4.3.1 Working with ggparcoord() of GGally package

ggparcoord(wh,
           columns = c(7:12),
           groupColumn = 2,
           scale = "uniminmax", 
           boxplot = TRUE, 
           title = "Parallel Coord. Plot of World Happines Attributes") +
  facet_wrap(~Region)

4.3.2 Plotting Interactive Parallel Coordinates

parcoords(
 wh[,7:12],
 reorderable = T,
 brushMode = '1D-axes')

5. Heatmap

5.1 Load packages

packages = c('seriation', 'dendextend', 'heatmaply', 'tidyverse')

for(p in packages){library
  if(!require(p, character.only = T)){
    install.packages(p)
  }
  library(p, character.only = T)
}

5.2 Data Preparation

row.names(wh) <- wh$Country

## Warning: Setting row names on a tibble is deprecated.

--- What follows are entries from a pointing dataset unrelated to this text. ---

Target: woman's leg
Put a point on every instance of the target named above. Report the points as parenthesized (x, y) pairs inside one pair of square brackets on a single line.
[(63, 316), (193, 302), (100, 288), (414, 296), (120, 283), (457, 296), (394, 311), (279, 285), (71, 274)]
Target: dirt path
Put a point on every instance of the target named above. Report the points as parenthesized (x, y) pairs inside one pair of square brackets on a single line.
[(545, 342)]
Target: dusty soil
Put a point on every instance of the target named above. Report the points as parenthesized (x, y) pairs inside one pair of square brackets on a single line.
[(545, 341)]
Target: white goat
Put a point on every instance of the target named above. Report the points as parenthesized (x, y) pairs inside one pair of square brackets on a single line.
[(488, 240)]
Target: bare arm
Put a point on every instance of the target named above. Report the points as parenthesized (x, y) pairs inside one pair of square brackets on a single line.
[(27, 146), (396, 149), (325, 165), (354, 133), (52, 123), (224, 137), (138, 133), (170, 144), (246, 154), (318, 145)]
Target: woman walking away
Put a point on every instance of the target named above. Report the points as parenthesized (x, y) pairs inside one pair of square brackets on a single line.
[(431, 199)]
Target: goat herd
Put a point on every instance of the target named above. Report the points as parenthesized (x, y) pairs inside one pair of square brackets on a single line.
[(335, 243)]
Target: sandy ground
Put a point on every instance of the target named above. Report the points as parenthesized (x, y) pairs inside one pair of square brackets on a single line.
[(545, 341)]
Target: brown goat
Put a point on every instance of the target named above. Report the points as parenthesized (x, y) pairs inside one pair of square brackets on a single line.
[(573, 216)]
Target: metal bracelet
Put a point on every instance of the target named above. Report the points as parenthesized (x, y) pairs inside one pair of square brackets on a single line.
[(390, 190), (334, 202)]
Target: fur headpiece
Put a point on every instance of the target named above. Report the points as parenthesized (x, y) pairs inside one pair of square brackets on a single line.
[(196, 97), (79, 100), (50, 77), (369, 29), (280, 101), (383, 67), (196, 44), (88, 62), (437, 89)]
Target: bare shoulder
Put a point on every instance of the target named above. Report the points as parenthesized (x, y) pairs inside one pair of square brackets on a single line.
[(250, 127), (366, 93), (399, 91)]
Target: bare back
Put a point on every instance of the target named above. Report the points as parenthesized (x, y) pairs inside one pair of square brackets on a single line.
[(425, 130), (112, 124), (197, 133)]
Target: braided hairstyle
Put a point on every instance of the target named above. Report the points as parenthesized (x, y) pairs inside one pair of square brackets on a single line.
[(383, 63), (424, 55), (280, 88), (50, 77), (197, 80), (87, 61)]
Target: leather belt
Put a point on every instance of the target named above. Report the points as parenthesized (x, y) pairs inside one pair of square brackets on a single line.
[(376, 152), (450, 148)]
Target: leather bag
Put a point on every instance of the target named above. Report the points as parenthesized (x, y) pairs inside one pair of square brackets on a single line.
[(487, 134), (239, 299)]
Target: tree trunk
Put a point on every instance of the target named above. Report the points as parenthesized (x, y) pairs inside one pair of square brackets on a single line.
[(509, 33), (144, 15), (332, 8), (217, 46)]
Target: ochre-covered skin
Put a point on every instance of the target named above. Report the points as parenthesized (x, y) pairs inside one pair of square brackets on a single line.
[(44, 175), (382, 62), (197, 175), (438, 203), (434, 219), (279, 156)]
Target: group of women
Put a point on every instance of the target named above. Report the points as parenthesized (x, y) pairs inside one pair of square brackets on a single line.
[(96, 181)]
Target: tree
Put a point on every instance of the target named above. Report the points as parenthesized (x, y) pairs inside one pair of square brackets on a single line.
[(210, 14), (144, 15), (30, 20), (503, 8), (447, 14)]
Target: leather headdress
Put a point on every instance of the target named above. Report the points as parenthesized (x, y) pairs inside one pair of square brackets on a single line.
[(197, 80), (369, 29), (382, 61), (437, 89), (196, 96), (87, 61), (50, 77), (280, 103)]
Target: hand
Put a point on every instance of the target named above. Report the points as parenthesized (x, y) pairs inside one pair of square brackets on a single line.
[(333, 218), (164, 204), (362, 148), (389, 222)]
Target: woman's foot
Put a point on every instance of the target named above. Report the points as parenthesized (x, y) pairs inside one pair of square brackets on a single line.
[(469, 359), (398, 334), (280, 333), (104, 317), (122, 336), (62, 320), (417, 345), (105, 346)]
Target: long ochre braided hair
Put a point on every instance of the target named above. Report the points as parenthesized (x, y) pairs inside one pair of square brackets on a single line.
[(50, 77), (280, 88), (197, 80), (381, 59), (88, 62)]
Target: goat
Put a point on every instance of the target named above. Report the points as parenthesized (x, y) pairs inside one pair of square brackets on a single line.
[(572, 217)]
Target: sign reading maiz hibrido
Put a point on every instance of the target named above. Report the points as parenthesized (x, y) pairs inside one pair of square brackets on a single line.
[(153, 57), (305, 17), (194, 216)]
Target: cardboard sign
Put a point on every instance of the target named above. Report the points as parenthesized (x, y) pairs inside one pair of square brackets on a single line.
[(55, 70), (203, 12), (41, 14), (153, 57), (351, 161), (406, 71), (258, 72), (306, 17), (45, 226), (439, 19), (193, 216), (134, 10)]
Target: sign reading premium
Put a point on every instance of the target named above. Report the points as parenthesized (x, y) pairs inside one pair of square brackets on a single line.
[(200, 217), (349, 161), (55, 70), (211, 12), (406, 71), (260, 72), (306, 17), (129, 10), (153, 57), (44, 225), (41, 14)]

wh1 <- select(wh, c(3, 7:12)) # select column 3 and 7:12
wh_matrix <- data.matrix(wh1)

5.3 PlotHeatmap

5.3.1 Static

wh_heatmap <- heatmap(wh_matrix,
                      scale="column",
                      cexRow = 0.6, 
                      cexCol = 0.8)

6.2.2 Interactive

heatmaply(wh_matrix,
          width=800,
          height=1000)